Another thing I found is that PyTorch will support those data types though ONNX spec does not support them (checker from ONNX will pass them as well). So I still think we should improve it here. :-)
Another thing I found is that PyTorch will support those data types though ONNX spec does not support them (checker from ONNX will pass them as well). So I still think we should improve it here. :-)
I'm curious why onnx checker doesn't report errors on this while the onnxruntime throws the error and refused to execute it. For the second question, TensorRT's onnx parser will only follow onnx specs and we won't enlarge the scope.
I'm curious why onnx checker doesn't report errors on this while the onnxruntime throws the error and refused to execute it.
IMHO, ONNX checker only performs very relaxed checking, though it is adopted by many frameworks for "verification" purposes. Other inference engines are more strict about the spec including the ORT example you mentioned. Another example is TVM for PReLU: https://github.com/pytorch/pytorch/issues/70570
For the second question, TensorRT's onnx parser will only follow onnx specs and we won't enlarge the scope.
This makes sense, I think we can forbid those invalid types. I will update the PR soon.
CLA signed. Sorry about the delay.
@ganler if the ONNX checker is not failing for an invalid model, you can file an issue in github.com/onnx/onnx about that.
@ganler if the ONNX checker is not failing for an invalid model, you can file an issue in github.com/onnx/onnx about that.
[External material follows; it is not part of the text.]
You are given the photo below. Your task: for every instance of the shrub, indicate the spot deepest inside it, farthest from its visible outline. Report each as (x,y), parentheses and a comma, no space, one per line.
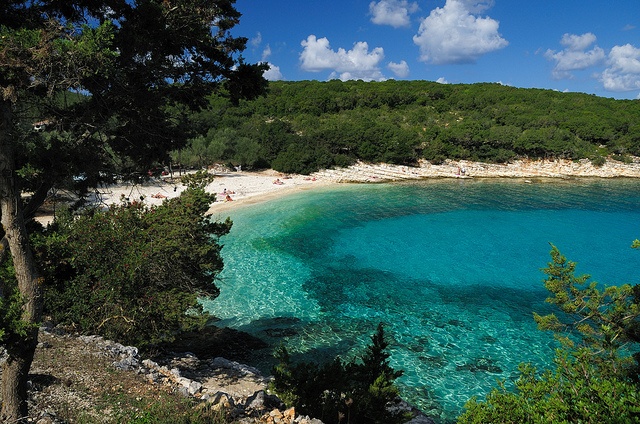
(134,273)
I see. Thank you for the suggestion. But I doubt as such checkings are widely ignored according to my experience. For example, https://github.com/pytorch/pytorch/pull/72401
Hi @zerollzeng @kevinch-nv, may I know if there should be any follow-ups regarding this PR? Thanks! :-)
I suggest file a PR on github.com/onnx/onnxso the onnx checker can clarify this error unless TRT has issues on FP16 or double precision inputs.
I suggest file a PR on github.com/onnx/onnxso the onnx checker can clarify this error unless TRT has issues on FP16 or double precision inputs.
@zerollzeng From https://github.com/onnx/onnx/issues/3995#issuecomment-1032048610, it seems that I was using an older ONNX tool where such errors are made silent. I tried the newest ONNX tool and it can successfully report the error. Altought PyTorch did not use full_check=True
at the point that I reported this issue, it seems they just allowed full check 2 weeks ago: https://github.com/pytorch/pytorch/pull/71125.
@zerollzeng I did some digging. Clip won't affect double/fp16 as they are will be substituted by min(max(...))
. This might not be an issue if people only use latest PyTorch. (Older PyTorch version will trigger this bug). That said the root cause is that older PyTorch creates models that unsat the prior ONNX spec.